São Paulo, sábado, 13 de dezembro de 1997
Texto Anterior | Próximo Texto | Índice

80, 60 e 30

WALTER CENEVIVA

O fim próximo de 97 inspira a referência a três eventos brasileiros da história político-jurídica deste século, ocorridos em anos de final 7, sendo um bom e dois maus. Em 1917 entrou em vigor, quando, afinal foram revogadas as Ordenações portuguesas, o Código Civil. Em 1937 foi editada a chamada "Polaca", Constituição imposta por Getúlio Vargas, e, em 1967, a Constituição democrática de 1946 foi adaptada ao gosto da ditadura.
Caminhando no sentido oposto ao do tempo, começo com os 30 anos da carta de 67, um dos eventos maus. Nasceu da preocupação, dos chefes de 1964, de dar, aos atos de força, um "jeito" de legalidade. A partir de maio de 1964, as emendas 7 a 21 foram expedidas, mudando a Carta de 1946, como se fossem atos livremente debatidos pela Câmara e pelo Senado. Isso não bastou. Com o Ato Institucional nº 4, o marechal Castelo Branco, ajudado pelo jurista Carlos Medeiros Silva, convocou o Congresso para aprovar seu projeto da Constituição de 67.
Também não bastou.
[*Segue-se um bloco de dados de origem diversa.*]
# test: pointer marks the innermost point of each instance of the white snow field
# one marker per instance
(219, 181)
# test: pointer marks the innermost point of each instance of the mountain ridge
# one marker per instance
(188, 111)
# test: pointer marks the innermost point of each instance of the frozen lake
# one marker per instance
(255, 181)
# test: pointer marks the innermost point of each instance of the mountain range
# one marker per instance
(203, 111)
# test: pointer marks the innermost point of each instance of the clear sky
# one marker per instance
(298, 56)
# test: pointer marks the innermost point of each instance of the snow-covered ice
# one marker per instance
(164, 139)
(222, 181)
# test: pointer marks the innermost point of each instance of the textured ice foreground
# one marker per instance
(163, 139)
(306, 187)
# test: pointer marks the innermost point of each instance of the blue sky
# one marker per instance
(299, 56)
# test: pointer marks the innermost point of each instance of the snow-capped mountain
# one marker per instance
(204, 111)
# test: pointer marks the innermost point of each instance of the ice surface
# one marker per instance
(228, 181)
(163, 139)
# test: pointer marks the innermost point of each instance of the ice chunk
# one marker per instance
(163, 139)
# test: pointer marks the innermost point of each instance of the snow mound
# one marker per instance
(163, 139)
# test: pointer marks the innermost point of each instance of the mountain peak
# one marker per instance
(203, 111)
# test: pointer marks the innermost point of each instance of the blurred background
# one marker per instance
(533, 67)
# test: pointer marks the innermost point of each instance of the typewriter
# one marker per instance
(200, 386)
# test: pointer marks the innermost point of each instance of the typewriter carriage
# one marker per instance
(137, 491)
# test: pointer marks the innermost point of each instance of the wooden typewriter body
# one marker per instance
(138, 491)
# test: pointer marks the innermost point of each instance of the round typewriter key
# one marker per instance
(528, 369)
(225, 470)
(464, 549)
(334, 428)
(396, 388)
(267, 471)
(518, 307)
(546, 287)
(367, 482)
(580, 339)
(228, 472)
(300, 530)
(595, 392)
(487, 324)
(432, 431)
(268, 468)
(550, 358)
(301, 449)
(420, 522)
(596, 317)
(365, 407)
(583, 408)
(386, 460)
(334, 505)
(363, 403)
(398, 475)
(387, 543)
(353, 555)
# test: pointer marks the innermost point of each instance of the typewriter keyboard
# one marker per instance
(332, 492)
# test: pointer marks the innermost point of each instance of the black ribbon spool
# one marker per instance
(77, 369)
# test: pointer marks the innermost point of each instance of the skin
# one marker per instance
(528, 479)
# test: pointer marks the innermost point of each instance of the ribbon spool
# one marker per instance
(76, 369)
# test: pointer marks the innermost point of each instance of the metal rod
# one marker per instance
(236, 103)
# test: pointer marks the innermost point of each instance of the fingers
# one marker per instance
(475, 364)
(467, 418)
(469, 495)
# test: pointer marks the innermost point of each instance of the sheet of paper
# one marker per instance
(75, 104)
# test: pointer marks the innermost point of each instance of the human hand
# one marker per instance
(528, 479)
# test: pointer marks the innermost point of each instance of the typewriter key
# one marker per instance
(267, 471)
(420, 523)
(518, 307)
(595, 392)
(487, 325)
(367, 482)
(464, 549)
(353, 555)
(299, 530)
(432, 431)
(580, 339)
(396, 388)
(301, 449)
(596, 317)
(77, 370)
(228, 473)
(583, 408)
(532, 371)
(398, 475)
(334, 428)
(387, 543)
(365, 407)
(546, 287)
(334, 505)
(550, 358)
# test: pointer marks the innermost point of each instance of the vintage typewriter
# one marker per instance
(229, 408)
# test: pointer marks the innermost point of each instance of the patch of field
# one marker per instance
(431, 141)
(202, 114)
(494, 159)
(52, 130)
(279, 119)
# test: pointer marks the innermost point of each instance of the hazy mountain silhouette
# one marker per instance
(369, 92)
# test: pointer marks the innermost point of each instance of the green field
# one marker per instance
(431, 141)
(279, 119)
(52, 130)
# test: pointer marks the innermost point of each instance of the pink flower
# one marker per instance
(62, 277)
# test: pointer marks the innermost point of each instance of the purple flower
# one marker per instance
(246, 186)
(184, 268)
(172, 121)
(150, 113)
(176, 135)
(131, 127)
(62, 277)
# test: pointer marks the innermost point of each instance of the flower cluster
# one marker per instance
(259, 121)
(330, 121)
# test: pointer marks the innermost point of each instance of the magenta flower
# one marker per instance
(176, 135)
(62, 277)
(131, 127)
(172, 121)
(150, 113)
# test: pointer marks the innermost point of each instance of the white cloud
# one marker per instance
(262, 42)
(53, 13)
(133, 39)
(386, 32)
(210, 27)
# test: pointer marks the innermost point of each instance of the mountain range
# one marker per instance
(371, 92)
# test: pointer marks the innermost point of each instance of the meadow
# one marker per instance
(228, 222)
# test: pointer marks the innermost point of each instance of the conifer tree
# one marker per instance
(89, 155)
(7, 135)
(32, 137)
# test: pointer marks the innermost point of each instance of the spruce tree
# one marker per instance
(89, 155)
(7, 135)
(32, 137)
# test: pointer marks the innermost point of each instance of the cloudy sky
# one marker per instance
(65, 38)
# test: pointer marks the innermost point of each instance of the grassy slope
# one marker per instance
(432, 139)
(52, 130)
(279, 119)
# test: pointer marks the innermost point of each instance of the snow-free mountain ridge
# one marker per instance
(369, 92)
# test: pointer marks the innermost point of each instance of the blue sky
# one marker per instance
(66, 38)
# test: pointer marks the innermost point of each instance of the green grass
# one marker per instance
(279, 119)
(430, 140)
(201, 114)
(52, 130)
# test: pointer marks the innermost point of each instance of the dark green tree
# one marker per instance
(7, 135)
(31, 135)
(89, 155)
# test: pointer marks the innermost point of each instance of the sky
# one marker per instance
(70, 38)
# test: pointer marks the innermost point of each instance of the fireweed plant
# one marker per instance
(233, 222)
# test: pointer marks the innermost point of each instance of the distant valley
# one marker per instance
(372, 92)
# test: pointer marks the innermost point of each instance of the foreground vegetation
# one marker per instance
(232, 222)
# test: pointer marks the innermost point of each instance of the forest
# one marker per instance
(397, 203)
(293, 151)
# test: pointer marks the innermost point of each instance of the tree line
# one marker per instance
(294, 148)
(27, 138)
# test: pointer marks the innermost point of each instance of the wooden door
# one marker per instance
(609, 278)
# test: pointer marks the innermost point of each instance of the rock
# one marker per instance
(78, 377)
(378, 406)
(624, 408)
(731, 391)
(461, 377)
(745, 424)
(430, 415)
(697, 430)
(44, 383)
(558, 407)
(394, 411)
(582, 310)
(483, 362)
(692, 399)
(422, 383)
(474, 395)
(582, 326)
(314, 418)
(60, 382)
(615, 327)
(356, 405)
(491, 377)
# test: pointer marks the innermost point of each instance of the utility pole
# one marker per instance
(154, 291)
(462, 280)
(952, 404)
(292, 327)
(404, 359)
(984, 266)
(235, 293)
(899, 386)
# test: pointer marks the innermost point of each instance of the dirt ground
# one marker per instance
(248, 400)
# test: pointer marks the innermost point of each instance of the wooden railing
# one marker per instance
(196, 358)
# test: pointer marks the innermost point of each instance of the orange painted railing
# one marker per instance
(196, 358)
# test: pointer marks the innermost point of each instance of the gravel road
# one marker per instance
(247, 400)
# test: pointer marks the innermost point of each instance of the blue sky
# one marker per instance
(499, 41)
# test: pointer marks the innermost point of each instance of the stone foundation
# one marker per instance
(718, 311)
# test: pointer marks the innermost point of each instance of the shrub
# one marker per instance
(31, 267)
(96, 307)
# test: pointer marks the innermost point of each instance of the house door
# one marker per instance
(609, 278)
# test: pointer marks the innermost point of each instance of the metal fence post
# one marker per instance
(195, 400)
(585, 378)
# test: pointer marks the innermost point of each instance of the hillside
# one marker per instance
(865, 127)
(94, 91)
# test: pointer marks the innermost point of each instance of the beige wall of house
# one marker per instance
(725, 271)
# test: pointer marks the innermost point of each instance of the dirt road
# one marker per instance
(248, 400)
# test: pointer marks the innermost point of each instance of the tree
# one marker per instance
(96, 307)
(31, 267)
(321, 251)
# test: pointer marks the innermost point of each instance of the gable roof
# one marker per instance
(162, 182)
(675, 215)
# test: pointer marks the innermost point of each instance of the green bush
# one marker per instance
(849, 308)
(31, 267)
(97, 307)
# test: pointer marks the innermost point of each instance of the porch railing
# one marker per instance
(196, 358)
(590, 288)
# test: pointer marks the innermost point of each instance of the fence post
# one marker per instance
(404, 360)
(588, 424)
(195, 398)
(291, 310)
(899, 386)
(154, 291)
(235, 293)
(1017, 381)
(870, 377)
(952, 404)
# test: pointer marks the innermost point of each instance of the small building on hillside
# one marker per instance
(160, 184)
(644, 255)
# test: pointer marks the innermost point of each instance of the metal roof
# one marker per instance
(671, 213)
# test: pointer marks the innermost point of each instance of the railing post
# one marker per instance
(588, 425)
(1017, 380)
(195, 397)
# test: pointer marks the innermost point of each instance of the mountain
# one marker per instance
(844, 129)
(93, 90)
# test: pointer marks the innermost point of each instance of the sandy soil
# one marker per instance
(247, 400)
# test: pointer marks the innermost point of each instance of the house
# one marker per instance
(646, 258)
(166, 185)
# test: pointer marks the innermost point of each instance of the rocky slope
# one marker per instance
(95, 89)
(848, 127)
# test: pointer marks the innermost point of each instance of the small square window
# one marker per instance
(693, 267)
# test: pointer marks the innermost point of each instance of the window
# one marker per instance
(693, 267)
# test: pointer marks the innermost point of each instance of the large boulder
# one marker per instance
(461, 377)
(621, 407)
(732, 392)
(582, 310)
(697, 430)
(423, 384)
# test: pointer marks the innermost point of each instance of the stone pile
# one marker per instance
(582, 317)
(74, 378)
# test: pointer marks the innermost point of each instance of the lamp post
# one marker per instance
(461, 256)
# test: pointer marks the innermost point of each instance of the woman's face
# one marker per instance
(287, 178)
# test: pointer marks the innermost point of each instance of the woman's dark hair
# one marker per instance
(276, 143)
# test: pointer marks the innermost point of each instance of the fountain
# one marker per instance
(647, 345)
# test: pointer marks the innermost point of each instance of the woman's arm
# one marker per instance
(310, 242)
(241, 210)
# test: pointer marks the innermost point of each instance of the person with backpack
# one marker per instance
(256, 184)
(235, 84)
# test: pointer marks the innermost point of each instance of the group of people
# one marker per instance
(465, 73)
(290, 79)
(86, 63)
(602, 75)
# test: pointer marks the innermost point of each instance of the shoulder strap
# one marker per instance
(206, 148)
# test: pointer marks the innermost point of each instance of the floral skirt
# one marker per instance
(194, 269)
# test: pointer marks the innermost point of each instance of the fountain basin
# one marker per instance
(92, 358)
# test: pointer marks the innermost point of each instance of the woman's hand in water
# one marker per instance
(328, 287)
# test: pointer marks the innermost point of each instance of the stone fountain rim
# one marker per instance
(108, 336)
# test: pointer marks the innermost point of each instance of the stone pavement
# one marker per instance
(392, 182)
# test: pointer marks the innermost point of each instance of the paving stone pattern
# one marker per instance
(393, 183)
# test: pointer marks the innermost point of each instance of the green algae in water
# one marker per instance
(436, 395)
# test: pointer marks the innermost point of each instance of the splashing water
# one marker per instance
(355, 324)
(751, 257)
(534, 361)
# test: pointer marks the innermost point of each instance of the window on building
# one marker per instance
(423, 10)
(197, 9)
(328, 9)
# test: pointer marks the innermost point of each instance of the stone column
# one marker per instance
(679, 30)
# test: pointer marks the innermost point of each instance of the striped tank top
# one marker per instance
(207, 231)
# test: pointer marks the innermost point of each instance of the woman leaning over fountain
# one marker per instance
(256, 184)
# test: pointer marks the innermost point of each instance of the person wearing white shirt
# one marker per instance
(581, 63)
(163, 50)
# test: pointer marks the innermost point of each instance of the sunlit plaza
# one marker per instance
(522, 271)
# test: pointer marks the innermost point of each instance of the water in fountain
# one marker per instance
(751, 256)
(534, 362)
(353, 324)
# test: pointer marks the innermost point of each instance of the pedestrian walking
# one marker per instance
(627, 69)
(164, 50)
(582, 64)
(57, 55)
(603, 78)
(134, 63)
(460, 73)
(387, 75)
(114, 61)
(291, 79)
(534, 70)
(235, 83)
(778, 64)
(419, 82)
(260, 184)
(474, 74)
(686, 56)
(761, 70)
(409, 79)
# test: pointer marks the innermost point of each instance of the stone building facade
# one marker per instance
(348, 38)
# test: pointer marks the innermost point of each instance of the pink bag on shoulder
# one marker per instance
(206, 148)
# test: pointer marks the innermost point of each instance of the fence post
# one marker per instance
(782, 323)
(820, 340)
Trinta e três meses depois, a junta militar, com poderes absolutos oriundos do Ato Institucional nº 5, fez divulgar, como se fosse uma emenda, a Constituição de 1969, publicada em outubro daquele ano, alterada mais de 20 vezes ao sabor da dominação do país.
Nesse período, os detentores do poder tiveram a ajuda dos professores Luiz Antonio da Gama e Silva e Alfredo Buzaid, da Faculdade de Direito de São Paulo.
Salto para o passado mais distante. Os 60 anos se referem à Carta de novembro de 1937 decretada por Getúlio Vargas, que também mostrou pruridos legalistas. Decretou-a "atendendo às legítimas aspirações do povo brasileiro", segundo disse no preâmbulo, ou seja, às dele, Getúlio, e de seu grupo. Ficaram, porém, coisas boas desse tempo. Uma delas, definitivamente inserida na história do direito brasileiro, é a Consolidação das Leis do Trabalho, que todos conhecem como CLT (daí seu derivado "celetista"), a qual, apesar da motivação fascista originária, vem cumprindo sua missão desde maio de 1943. Contribuiu para seu texto o professor Alexandre Marcondes Filho, co-signatário, com o ditador, do decreto-lei que a editou.
O octogenário Código Civil parece viver seus últimos meses. Com precisão absoluta de linguagem, oriundo do anteprojeto de Clovis Bevilaqua, um sábio jurista de cuja existência a maior parte do povo nunca ouviu falar, o Código nasceu com uma lei de 1º de janeiro de 1916, mas só entrou em vigor um ano depois, em 1917. Não havia, naqueles tempos, a fúria legislativa dos governantes modernos, quando se chegou a segurar a impressão do "Diário Oficial", para publicar leis com a falsa data do jornal retardado.
Muitas das disposições do Código saíram de moda, revogadas ou substituídas por leis e constituições dos últimos 80 anos. No exemplaríssimo volume de Theotonio Negrão, reunindo as leis civis em vigor, podem-se comparar as 243 páginas dedicadas ao Código e as 613 que reúnem legislação complementar.
Os três momentos jurídicos se encartam em outras facetas da história. Quando o Código Civil surgiu, ia em meio a primeira Guerra Mundial deste século. Wenceslau Braz era presidente da República e Carlos Maximiliano Pereira dos Santos, ministro da Justiça. A Constituição de 1937 prenunciava outro conflito mundial, mas o Brasil getuliano ainda fazia gestos em favor de Mussolini, inspirador da estrutura do Estado Novo e de Hitler. 1967 lembra de bom a transformação da música popular brasileira, à qual todos nós devemos, além das maravilhas criadas, a boa contribuição dada para restaurar a democracia, em 1988.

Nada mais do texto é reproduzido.